Fig. 3A : Identification rate on species level displayed for all included phyla and classes separately. 3B : Results of RF specimen identification to phylum and class level. Bars are divided into three categories relevant to the identification success. The darkest color displays the fraction of incorrect identifications, the intermediate color displays correct random forest identifications and the light color represents the percentage of specimens recognized as correct identifications by the post-hoc test.
Case study - cryptic species
In the present data, the identification of the starfishAstropecten irregularis (Pennant, 1777) specimens from the North Sea serves as an example for closely related species that are still distinguishable by proteomic fingerprinting. In a previous study, this morphotype was found to consist of two major genetic clades with inter-clade distances in COI of up to 12%. Morphological differences were not determined so far. Both groups show different distribution patterns with overlaps (Laakmann et al., 2016). Our data included specimens of both clades, A. irregularis 1 (n=8) and A. irregularis 2 (n=27).

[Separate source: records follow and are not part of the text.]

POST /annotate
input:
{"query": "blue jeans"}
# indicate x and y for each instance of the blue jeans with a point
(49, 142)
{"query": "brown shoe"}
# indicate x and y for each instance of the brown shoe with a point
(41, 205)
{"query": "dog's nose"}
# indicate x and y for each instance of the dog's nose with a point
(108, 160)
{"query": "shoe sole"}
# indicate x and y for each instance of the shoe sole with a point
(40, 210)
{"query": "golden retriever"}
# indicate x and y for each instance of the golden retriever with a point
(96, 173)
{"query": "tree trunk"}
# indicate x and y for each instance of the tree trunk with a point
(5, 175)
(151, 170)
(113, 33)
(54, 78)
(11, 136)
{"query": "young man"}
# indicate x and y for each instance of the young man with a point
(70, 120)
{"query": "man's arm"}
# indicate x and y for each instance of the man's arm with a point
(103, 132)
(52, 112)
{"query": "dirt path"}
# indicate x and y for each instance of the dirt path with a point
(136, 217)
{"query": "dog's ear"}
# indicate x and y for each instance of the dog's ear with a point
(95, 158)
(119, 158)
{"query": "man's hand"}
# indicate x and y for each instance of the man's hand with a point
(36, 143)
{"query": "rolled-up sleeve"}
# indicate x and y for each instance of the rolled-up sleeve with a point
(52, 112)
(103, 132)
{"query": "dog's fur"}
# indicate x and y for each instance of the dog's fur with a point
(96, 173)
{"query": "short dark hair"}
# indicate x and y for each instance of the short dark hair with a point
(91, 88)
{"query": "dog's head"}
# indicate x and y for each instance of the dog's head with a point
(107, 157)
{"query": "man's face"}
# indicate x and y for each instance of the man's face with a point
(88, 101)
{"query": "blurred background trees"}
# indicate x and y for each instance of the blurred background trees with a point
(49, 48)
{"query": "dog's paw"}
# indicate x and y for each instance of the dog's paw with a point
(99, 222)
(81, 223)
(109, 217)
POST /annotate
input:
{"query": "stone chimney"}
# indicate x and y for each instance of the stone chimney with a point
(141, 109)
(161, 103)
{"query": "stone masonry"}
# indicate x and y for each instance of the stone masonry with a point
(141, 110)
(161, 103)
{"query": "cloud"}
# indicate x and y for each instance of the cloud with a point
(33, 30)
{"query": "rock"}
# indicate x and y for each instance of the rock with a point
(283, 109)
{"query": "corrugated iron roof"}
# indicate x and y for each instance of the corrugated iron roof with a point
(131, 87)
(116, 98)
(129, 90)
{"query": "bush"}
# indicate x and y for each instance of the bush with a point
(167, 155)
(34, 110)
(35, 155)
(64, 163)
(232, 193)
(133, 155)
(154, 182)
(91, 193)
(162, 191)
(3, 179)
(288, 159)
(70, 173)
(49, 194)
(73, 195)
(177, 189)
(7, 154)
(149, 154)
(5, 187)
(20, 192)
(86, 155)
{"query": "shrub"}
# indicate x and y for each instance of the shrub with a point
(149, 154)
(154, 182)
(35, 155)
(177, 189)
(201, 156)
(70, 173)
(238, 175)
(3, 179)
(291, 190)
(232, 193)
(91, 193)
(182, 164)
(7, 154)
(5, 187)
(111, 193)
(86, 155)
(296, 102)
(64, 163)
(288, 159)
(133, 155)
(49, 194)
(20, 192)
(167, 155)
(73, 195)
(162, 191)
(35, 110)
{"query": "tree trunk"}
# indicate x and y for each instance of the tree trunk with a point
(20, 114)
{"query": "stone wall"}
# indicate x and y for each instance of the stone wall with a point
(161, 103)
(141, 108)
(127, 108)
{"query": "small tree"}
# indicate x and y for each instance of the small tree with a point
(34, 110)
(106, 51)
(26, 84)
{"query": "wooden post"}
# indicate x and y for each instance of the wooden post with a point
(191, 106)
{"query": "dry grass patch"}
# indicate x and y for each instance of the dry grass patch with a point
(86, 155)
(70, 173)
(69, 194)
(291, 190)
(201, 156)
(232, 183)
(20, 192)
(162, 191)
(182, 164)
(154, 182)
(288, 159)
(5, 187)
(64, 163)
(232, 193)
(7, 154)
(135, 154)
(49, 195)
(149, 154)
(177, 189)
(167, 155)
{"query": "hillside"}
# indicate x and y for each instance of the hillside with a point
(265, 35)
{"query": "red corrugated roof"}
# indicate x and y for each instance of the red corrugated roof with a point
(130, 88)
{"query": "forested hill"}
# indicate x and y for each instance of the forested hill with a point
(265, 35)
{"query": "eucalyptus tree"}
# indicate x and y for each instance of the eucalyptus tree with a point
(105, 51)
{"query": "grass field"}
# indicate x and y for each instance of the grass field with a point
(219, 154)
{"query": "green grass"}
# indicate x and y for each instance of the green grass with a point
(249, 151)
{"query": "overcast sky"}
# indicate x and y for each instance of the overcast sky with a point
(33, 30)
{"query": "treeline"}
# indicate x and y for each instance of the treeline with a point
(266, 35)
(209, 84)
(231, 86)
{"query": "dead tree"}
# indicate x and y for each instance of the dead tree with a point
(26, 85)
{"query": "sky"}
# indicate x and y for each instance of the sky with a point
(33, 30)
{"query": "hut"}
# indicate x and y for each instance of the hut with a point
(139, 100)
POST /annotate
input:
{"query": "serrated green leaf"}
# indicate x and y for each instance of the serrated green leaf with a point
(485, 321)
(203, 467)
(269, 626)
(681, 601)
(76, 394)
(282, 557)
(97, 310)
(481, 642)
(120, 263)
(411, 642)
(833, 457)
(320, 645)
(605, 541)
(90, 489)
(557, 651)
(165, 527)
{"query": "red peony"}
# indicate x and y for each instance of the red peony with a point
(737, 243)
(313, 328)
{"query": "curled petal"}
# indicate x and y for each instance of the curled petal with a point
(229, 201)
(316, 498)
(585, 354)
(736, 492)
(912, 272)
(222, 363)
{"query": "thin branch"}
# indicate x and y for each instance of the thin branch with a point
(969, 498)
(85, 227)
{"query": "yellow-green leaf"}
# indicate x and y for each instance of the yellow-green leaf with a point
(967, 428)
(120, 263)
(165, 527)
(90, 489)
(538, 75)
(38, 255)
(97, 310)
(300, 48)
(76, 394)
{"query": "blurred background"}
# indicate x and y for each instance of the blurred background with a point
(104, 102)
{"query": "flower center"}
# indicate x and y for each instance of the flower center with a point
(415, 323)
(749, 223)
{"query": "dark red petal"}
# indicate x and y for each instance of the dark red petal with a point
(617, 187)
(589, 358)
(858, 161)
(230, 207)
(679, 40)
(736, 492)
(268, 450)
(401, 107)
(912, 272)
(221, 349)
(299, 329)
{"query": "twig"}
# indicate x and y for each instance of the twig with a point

Data processing settings were optimized for the sub-set of data (HWS = 9 and SNR = 8). Within a RF model produced from the data, a clear distinction between the two genetic groups was possible. None of the specimens was misassigned to the respective other group. This RF model was also used to find the most important variables for differentiation of the two groups using the Gini index, which shows the degree of dissimilarity of the respective variables (Han et al., 2016). The 30 most important variables are given in Fig. 4A. Whereas all peaks can be found in specimens of both groups, the intensities differ strongly allowing a clear differentiation of A. irregularis clades using proteome fingerprinting.